By the end of 1919 the established order had survived two waves of attack typical of Europe in these years: the democratic offensive, encouraged by President Wilson, which had introduced or strengthened constitutional democracy in both victorious and vanquished nations, and the revolutionary socialist offensive which had triumphed in Russia and terrified propertied classes in Germany, Hungary, Italy, and elsewhere. By keeping Spain out of the war, the conservative forces had saved themselves.

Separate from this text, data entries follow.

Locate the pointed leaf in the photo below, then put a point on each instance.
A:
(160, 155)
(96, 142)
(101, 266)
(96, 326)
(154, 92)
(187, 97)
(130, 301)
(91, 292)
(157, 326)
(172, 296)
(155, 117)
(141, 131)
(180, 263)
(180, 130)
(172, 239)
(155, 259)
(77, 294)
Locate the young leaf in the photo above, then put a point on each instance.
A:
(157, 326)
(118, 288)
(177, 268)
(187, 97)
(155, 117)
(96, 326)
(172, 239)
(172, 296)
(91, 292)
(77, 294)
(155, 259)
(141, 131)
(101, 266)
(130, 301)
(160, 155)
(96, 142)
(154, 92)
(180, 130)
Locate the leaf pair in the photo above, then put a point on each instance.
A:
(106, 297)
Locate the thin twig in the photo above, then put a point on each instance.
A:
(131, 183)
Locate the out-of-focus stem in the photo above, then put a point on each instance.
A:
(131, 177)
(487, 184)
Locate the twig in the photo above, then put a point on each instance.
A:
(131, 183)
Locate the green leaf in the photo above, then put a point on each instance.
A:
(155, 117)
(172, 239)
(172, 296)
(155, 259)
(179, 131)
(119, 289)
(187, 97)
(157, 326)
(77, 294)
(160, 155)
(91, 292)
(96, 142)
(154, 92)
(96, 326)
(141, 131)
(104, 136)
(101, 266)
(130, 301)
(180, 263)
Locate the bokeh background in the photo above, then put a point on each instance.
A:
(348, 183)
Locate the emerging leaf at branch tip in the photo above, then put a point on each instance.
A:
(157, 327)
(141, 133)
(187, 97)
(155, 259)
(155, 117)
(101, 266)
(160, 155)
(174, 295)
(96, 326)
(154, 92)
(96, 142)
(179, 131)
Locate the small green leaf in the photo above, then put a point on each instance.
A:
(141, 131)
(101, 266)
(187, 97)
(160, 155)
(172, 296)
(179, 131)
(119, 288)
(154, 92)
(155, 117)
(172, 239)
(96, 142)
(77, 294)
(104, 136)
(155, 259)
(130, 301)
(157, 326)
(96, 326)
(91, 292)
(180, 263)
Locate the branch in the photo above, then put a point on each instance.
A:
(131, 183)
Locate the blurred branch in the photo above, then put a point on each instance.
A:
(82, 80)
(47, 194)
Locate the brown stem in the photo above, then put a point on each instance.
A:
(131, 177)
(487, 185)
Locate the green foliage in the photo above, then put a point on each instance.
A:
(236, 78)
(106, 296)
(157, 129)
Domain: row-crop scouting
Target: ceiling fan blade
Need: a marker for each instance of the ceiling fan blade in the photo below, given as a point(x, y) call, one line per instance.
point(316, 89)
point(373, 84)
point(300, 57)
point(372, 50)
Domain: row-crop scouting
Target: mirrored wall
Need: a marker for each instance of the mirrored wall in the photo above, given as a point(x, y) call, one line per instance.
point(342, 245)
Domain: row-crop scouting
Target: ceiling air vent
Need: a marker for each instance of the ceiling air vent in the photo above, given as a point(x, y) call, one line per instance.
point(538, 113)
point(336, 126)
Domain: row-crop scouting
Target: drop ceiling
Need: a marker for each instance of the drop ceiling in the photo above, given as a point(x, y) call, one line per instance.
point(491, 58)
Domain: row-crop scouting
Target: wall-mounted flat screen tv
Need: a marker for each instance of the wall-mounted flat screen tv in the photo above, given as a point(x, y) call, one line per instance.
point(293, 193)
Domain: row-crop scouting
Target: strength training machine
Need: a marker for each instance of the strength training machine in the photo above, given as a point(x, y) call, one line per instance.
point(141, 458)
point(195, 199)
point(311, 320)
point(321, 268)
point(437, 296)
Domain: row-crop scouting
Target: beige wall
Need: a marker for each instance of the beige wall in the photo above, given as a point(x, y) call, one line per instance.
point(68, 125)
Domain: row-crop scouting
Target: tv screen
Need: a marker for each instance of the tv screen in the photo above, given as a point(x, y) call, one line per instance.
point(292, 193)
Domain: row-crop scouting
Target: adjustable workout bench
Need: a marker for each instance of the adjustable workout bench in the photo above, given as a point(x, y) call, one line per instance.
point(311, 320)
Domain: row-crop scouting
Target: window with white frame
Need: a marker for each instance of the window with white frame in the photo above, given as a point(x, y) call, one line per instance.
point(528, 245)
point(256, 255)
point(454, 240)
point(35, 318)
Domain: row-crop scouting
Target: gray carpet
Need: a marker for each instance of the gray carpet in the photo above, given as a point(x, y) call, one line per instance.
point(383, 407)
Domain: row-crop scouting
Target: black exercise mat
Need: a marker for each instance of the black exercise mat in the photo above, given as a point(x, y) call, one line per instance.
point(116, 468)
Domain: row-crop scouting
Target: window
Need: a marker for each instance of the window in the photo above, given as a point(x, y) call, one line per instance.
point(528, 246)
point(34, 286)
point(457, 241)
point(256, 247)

Yet the days of the constitutional monarchy were numbered. Elections in February 1918 did not return a majority for either Liberals or Conservatives, and the number of opposition deputies rose from 55 to 89, including four Socialists who were in prison for leading the general strike of 1917. Only another coalition government, which brought together Conservatives, Liberals, and Lliga, was able to win a parliamentary majority and keep the army satisfied. Even this ministry lasted only until November 1918. Stable government was no longer possible. The average length of ministries in the next five years was five months, half what it had been from Alfonso XIII's coming of age until 1917. Caciquismo had collapsed, and in its place the only sure arm of the established order was the army. But the officers were disdainful of parliament and felt their first loyalty to the king, who used the agitation of the Juntas Militares to flaunt his concern for the army.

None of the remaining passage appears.